Medifocus Inc., a capital pool company, has made an announcement about the qualifying transaction with Celsion (Canada) Limited and its shareholders. The agreement between the companies is reported to be dated November 10, 2006.
In connection with the qualifying transaction, Medifocus has entered into a Share Exchange Agreement, under the terms of which the closing of the transaction is conditional upon, among other things, the completion of a concurrent public offering of company common shares, in an amount mutually acceptable to Medifocus and Celsion Canada. Subject to the terms and conditions of the Share Exchange Agreement, Medifocus has agreed to buy, and the shareholders of Celsion Canada have agreed to sell all of the Celsion shares to Medifocus. The direct purchase of the Celsion shares will be made by the payment of $166,667 and issuance on the closing date of 10,000,000 Medifocus Shares at a deemed issue price of $0.50 per share.
Medifocus Inc. is incorporated under the laws of Ontario province in Canada, and is a reporting issuer in the provinces of Ontario, Alberta and British Columbia.

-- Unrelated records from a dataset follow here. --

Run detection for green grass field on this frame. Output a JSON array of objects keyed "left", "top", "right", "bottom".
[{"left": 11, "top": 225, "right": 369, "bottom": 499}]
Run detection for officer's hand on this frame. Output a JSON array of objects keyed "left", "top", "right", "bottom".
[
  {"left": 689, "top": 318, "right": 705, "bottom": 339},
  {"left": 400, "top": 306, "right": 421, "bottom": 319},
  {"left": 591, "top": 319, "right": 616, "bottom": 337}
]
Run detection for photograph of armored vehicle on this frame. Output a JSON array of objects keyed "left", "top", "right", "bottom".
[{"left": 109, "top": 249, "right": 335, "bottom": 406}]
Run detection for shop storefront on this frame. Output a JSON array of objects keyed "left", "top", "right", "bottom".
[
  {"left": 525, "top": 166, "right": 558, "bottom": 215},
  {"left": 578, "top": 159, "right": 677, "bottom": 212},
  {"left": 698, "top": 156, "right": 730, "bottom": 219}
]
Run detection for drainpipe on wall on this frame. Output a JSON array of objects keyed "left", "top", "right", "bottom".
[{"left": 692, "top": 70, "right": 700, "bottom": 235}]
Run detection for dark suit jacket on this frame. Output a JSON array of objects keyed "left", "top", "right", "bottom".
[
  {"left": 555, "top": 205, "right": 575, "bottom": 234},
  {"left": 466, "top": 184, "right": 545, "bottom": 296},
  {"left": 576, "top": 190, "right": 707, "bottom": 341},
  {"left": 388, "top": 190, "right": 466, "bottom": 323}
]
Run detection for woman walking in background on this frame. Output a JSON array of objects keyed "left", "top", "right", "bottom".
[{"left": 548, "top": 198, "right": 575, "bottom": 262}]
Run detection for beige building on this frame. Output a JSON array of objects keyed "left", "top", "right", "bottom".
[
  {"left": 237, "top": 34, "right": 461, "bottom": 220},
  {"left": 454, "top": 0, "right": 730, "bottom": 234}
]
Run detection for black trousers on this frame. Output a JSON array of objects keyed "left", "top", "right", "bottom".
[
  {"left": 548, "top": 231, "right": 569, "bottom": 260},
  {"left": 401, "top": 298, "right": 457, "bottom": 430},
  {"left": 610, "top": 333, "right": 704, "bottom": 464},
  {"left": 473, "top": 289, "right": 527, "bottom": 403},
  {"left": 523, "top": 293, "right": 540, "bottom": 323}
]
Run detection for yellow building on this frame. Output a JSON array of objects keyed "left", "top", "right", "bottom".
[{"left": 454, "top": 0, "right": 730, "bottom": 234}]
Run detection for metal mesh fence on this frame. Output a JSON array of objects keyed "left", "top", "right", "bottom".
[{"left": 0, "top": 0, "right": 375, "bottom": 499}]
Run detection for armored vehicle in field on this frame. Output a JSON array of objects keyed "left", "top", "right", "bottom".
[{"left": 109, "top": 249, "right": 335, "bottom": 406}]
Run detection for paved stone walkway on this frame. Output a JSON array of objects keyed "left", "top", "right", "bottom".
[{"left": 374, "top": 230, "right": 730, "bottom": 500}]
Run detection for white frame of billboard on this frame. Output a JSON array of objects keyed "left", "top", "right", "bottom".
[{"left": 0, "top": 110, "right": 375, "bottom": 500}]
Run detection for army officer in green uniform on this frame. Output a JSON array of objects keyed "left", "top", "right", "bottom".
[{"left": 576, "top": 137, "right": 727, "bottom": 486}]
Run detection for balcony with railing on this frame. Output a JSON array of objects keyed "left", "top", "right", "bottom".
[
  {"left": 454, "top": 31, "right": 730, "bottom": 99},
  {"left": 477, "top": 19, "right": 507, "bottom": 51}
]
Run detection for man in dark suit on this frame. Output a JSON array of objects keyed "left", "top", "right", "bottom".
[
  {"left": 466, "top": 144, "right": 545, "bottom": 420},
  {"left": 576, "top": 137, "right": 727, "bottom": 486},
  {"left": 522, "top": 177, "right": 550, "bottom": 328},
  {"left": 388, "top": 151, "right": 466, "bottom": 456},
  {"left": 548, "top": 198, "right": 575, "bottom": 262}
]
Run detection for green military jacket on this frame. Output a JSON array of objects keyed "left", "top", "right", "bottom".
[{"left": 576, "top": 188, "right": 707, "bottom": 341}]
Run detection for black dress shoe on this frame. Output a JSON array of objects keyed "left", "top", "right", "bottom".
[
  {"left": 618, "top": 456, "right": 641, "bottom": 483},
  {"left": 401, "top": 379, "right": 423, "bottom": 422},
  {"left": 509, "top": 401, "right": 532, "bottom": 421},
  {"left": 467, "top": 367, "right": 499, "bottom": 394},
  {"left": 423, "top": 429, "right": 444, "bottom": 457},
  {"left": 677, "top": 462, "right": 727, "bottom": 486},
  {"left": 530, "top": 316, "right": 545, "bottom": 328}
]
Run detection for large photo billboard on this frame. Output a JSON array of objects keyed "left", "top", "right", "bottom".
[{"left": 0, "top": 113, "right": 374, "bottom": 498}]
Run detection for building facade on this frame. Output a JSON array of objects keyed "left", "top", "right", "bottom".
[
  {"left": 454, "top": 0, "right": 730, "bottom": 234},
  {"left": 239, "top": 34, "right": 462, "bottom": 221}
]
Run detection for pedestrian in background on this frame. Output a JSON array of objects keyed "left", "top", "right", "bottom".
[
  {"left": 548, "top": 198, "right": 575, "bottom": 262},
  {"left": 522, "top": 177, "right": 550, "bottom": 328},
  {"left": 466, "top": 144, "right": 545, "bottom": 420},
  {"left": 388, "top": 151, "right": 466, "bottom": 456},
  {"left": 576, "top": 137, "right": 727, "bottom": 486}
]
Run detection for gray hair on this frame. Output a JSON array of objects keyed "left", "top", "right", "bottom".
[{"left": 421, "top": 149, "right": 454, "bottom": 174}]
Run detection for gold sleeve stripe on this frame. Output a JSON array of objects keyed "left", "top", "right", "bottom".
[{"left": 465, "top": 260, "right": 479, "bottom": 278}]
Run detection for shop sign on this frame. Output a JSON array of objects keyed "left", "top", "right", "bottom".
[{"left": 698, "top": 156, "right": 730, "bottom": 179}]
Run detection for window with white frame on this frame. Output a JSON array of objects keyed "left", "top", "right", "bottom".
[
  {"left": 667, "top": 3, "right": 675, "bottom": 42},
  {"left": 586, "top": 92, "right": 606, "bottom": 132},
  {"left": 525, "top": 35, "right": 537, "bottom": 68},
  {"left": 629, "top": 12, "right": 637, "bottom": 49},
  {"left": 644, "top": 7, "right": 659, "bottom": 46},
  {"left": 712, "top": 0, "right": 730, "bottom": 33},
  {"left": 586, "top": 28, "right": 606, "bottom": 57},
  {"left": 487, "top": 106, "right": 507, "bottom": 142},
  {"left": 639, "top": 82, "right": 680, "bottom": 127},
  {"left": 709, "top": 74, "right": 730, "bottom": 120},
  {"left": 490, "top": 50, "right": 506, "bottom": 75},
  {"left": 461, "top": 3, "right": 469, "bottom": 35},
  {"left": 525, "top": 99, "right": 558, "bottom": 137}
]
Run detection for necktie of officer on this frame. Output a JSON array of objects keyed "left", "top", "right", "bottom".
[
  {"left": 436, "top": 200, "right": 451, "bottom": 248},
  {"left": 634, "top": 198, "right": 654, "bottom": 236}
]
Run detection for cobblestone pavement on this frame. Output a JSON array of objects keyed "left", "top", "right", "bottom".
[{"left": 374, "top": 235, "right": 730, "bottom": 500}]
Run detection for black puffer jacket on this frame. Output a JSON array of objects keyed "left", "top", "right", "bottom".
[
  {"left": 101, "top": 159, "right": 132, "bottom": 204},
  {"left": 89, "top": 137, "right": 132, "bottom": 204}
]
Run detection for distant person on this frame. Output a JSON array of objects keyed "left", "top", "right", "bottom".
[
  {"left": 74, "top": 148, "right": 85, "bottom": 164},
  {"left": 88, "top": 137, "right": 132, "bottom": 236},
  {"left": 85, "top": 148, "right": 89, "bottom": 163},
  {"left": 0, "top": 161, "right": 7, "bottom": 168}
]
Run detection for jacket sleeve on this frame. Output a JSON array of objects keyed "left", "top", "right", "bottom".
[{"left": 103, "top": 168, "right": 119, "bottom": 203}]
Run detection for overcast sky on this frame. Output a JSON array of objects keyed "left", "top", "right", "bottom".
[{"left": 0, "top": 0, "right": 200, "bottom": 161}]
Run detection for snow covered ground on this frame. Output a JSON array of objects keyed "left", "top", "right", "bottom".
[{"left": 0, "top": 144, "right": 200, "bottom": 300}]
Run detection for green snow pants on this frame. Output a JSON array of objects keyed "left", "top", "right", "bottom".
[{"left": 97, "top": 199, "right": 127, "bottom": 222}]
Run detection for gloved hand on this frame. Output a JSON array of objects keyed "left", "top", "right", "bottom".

Celsion (Canada) Limited is the owner of a proprietary medical technology, the Adaptive Phased Array technology, which precisely focuses microwave radiation to heat and destroys tumours. It is a corporation existing under the laws of Ontario. Its major shareholders are Dr. Augustine Cheung (the chief executive officer and a director of Celsion Canada), and Wy-Mann International Limited, a corporation incorporated under the laws of British Virgin Islands. Dr. Cheung is the registered and beneficial holder of fifty (50) Celsion Shares and Wy-Mann International is the registered and beneficial holder of twenty-five (25) Celsion Shares.
Under the qualifying transaction, the vendors are Dr. Augustine Cheung of Silver Spring, Maryland, Wy-mann International Limited, a British Virgin Islands corporation, Silver Lake Investment Partners Ltd., a British Virgin Islands corporation, Pearl Success Ltd., a British Virgin Islands corporation, Charles Shelton of Sparks, Maryland, and Douglas Stagnaco, Maryland.
As a result of the Qualifying Transaction, Celsion Canada will become a wholly-owned subsidiary of Medifocus. Upon completion of the Qualifying Transaction, Medifocus will carry on the business of Celsion Canada under current Celsion Canada management.